Lady Ban Holding a Round Fan (班姬團扇圖)
Tang Yin (唐寅,1470-1524), Ming Dynasty (1368-1644)
Hanging scroll, ink and color on paper, 150.4 x 63.6 cm, National Palace Museum, Taipei
Beneath windmill palms stands a lady holding a silk fan with only hollyhock in the foreground to suggest the chill of autumn. But if it is already a cool autumn day, why does she still need a fan? The painter has used the fan as a metaphor. Taking the “Song of Regret (怨歌行)” by Lady Ban (ca. 48-6 BC), her last lines personifying a fan read, “I often fear when the autumn season comes; The cool breeze drives out the heat of summer. I will be discarded in a box; The affection for me having long since been forgotten. (常恐秋節至,涼飆奪炎熱,棄捐篋笥中,恩情中道絕。)” Tang Yin uses the story of how Lady Ban lost the emperor’s favor (becoming as useless as a fan in autumn) to express his own frustration in life.

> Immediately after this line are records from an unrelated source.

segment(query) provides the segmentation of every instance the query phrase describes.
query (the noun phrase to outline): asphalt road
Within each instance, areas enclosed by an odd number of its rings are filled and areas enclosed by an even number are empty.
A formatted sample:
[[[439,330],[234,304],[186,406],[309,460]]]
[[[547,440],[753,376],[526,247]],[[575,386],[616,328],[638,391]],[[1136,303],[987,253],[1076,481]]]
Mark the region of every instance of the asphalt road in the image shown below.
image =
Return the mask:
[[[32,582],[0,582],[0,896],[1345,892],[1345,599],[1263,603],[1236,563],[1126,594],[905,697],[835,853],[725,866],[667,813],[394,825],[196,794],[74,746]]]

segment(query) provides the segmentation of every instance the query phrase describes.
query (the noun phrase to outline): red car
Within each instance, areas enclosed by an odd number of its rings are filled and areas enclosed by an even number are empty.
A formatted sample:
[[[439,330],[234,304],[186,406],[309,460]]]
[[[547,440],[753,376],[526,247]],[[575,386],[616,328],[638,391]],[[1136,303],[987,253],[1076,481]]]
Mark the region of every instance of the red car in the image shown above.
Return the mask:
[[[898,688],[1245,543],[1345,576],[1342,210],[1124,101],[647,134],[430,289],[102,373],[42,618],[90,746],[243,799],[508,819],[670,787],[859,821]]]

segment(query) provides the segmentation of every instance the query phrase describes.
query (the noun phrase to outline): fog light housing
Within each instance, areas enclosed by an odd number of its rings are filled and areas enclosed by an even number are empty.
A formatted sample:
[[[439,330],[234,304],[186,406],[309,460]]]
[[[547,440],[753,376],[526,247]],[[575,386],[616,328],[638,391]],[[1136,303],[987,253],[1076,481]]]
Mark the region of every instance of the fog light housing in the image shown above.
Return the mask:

The drapery lines of the figure are rendered with lively brushwork, the technique already quite sophisticated, making this one of Tang Yin’s classic surviving figure paintings. Wen Zhengming’s inscription at the upper right is signed “Zhengming,” a name he started using around the age of 42. Wen and Tang were born in the same year, so Tang probably did this painting sometime after the age of 42.